S'engageant à « utiliser tous les outils disponibles pour contraindre les immigrés illégaux à s'auto-expulser », un communiqué du DHS indique que les personnes qui ne s'enregistrent pas et ne soumettent pas leurs empreintes digitales pourraient être confrontées à des amendes et à des peines de prison.
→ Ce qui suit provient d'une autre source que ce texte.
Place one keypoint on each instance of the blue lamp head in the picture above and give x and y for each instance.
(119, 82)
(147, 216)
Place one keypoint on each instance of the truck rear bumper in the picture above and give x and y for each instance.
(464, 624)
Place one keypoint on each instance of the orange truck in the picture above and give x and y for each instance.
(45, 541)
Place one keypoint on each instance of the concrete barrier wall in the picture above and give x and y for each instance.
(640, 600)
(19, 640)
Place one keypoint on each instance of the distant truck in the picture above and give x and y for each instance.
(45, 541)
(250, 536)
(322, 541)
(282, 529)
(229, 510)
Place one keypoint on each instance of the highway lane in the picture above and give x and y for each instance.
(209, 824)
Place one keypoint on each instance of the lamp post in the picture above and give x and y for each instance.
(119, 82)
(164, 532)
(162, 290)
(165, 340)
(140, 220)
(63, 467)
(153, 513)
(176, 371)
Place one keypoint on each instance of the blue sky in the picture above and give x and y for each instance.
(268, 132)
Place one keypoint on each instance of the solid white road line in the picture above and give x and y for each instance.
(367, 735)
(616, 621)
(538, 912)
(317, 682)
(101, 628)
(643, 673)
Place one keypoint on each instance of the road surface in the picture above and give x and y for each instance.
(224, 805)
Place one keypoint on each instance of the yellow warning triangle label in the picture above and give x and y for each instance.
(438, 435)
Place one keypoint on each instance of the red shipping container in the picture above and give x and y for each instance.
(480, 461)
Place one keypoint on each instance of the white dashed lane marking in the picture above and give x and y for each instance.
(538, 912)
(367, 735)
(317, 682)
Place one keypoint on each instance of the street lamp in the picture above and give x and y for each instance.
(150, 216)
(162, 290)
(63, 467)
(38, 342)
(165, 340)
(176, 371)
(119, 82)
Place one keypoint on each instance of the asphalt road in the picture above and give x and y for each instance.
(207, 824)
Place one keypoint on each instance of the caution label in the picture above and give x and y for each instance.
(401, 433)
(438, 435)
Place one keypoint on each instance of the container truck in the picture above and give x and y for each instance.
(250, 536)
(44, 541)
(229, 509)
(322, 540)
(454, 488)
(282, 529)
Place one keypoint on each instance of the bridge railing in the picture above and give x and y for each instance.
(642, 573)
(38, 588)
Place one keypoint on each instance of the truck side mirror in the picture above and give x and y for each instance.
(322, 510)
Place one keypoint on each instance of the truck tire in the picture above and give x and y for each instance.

« Le président [Donald] Trump et la secrétaire [à la Sécurité intérieure Kristi] Noem ont un message clair à l’intention de ceux qui se trouvent illégalement dans notre pays : partez maintenant. Si vous partez maintenant, vous aurez peut-être la possibilité de revenir et de profiter de notre liberté et de vivre le rêve américain », a déclaré un porte-parole du DHS dans un communiqué mardi. « L’administration Trump appliquera toutes nos lois sur l’immigration – nous ne choisirons pas quelles lois nous appliquerons. Nous devons savoir qui se trouve dans notre pays pour la sécurité de notre patrie et de tous les Américains. »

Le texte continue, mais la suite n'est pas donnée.